As she scrambled to her feet, she took a deep breath of air that was suddenly sharp and bitter and assailed her mouth and nostrils with suffocating power. She tried to fight it off, failed, and lost consciousness.

She came awake with a blinding headache. Everything seemed hazy and a bit vague, as if she were viewing it through gauzy curtains.

“Mistaya!” Thom whispered from somewhere far away. She felt his hand squeeze her arm. “Are you all right?”

She wasn’t entirely sure, but at least she could breathe again. She opened her eyes and looked into his. “Are you?”

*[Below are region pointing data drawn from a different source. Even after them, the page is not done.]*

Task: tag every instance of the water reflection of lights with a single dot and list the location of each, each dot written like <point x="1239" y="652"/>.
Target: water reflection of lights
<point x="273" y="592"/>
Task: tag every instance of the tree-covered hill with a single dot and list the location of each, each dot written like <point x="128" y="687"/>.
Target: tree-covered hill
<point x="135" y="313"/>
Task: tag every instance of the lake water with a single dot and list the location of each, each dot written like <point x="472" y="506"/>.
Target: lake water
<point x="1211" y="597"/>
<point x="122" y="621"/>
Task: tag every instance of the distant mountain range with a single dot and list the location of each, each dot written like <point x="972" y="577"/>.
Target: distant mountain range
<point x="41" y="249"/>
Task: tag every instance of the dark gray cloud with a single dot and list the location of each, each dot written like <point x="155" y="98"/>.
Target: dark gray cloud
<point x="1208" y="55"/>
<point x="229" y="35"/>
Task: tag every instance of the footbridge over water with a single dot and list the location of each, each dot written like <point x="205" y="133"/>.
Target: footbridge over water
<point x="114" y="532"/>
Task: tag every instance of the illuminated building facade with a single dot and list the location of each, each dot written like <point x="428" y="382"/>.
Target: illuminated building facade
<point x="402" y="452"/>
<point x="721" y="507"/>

“The dagger missed me,” he replied.

She wasn’t so sure how that could be. Right at the last, he had tried to save her and put himself in the path of the blade. It hadn’t looked to her, in the split second she’d had to witness the attack by his brother, that it could have missed him. But maybe her magic had deflected it.

Haltwhistle nudged into view through the haze, his hackles lowered again, his coat smooth. Things must be all right after all, she thought. She sat up slowly and smiled. “Good old Haltwhistle. I’m so sorry for not taking better care of you. I won’t do that ever again.”

The mud puppy’s beaver tail wagged eagerly as he sat down close by, but safely out of reach. If he didn’t think there was any danger, there probably wasn’t. With Thom helping, Mistaya climbed back to her feet, searching for her adversaries, the last wisps of smoke wafting away on the breeze.

Then she saw Laphroig. He was standing approximately where she had last seen him, one arm raised in the follow-through of a throwing motion, his face twisted with anger. He wasn’t moving.

Chances are he wouldn’t ever move again.

He had been turned to stone.

She looked farther around the clearing. But there was no sign of Craswell Crabbit and Rufus Pinch.

“What happened here?” Thom asked quietly.

Mistaya didn’t know. It was entirely possible, she decided, that she never would.

DEMONS AT THE GATES

Mistaya and Thom conducted a hurried search of the grounds but failed to find any trace of Crabbit and Pinch. Their complete disappearance suggested that the pair might have been vaporized or spirited away to some other corner of the Kingdom. After all, a collision of magic as powerful as those commanded by herself, His Eminence, and Haltwhistle could result in almost anything.

Nor was there much she could do about The Frog. She was not particularly adept at reversing magic spells, and the one that had turned him to stone was no exception. She decided it was best to leave him as he was and see if Questor could do anything to help.

She was about to suggest to Thom that they search within Libiris itself just to make certain Crabbit and Pinch hadn’t somehow gotten past them when a huge squalling sound from inside the building signaled that whatever the fate of those two villains, something else was clearly amiss. With Thom at her side, she charged back through the front doors toward the entry into the Stacks, tracing the cacophonous noise to its source.